We have two cars: the Prius is our primary vehicle, but when the weather gets icky as it has of late, we dust off the Jeep Grand Cherokee, which I lovingly refer to as the off-tank. Prior to the last few days, the Jeep had probably been driven a dozen times in the last several months. It's a great vehicle, but considering it costs about $50 to fill up for a week of driving, verses $30 for two weeks with the Prius, it's easy to see why it doesn't get driven much. It's fabulous in the snow, and for hauling large stuff home, and every once in a while we each need a car, so we keep it around.

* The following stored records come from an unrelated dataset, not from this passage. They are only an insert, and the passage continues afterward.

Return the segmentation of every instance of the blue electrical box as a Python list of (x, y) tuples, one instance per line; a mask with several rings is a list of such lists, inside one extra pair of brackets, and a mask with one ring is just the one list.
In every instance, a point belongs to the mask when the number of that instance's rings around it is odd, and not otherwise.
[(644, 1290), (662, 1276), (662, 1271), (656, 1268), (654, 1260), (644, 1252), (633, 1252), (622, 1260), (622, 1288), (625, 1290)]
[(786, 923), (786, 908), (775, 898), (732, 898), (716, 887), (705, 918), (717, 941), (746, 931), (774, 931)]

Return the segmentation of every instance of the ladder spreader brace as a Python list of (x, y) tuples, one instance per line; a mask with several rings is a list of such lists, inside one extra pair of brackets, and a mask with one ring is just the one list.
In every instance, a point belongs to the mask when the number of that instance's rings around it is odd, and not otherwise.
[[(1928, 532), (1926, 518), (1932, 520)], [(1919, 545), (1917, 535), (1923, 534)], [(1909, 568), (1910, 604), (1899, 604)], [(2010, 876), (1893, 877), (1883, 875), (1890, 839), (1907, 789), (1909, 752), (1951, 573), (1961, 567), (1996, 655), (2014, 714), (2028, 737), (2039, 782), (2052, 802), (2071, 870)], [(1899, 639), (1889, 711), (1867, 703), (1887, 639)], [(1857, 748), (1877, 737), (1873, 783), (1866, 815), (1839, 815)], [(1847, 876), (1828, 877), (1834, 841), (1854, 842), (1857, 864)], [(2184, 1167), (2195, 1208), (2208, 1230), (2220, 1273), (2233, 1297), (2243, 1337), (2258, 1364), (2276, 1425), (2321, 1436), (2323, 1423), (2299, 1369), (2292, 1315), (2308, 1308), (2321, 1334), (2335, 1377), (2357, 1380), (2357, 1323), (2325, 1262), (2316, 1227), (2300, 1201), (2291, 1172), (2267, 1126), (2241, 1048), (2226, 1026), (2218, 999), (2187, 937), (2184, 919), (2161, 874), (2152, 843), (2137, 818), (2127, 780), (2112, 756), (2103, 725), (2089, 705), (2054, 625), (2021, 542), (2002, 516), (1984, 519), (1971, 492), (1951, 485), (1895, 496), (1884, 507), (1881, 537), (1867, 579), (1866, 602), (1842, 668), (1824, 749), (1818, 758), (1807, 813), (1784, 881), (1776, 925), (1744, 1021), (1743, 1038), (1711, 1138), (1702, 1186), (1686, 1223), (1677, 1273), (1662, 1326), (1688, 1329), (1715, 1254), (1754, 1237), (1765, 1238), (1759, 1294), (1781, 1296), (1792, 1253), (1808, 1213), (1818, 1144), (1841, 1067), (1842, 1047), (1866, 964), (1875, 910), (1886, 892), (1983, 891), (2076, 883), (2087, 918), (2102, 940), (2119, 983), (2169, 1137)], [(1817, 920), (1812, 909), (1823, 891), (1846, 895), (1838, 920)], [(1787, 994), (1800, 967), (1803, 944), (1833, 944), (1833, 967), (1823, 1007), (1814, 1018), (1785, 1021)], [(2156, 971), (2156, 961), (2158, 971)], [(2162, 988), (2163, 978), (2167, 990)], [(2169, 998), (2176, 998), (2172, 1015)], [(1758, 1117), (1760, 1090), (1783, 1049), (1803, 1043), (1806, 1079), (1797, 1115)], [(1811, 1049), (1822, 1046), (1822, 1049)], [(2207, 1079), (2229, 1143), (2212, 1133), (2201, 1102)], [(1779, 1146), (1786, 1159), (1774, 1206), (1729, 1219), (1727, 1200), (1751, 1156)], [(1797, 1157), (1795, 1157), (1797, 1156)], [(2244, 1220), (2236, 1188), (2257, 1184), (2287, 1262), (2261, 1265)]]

This weekend, as the weather turned awful and the roads got icy, the Jeep got to shine (well, not really shine, so much as get covered in dirt and grime and road salt) and we got around without incident. Friday night we headed out to Sakura. Saturday the Jeep took us to Zona Rosa and to a friend's house for serious rocking out to Guitar Hero. Last night, we bundled up against the cold and made a trek to the bookstore for coffee and browsing.
While at the bookstore, I glanced over the first few pages of the new Bill Bryson contribution to the Eminent Lives book series, Shakespeare: The World as Stage. I like Bryson's writing style - it's at once friendly, approachable, intelligent, witty and informative. I'm a bigger fan of his referential material, such as A Short History of Nearly Everything and The Mother Tongue, than I am of his travelogues or biographical writing, but even those are decent reads. The few pages I read of the Shakespeare volume whetted my appetite for more, so I hope to see a book-shaped package under the Christmas tree in the coming weeks (hint, hint).
No mention of Shakespeare is complete without some actual Shakespeare lines, so here's one of his sonnets that's perfect for this time of year (although, I probably should have posted it a few weeks ago, when the leaves were still yellow). This sonnet is a meditation on death and love, and the importance of love in spite of, or even because of death. As with all of Shakespeare's sonnets, this one has that magic quality of speaking volumes in relatively few words.
Sonnet 73 by William Shakespeare
That time of year thou mayst in me behold
When yellow leaves, or none, or few do hang
Upon those boughs which shake against the cold
Bare ruined choirs where late the sweet birds sang.
In me thou seest the twilight of such day
As after sunset fadeth in the west,
Which by and by black night doth steal away,
Death's second self, which seals up all in rest.
In me thou seest the glowing of such fire
That on the ashes of his youth doth lie,
As the deathbed whereon it must expire,
Consumed with that which it was nourished by.
This thou perceiv'st, which makes thy love more strong,
To love that well which thou must leave ere long.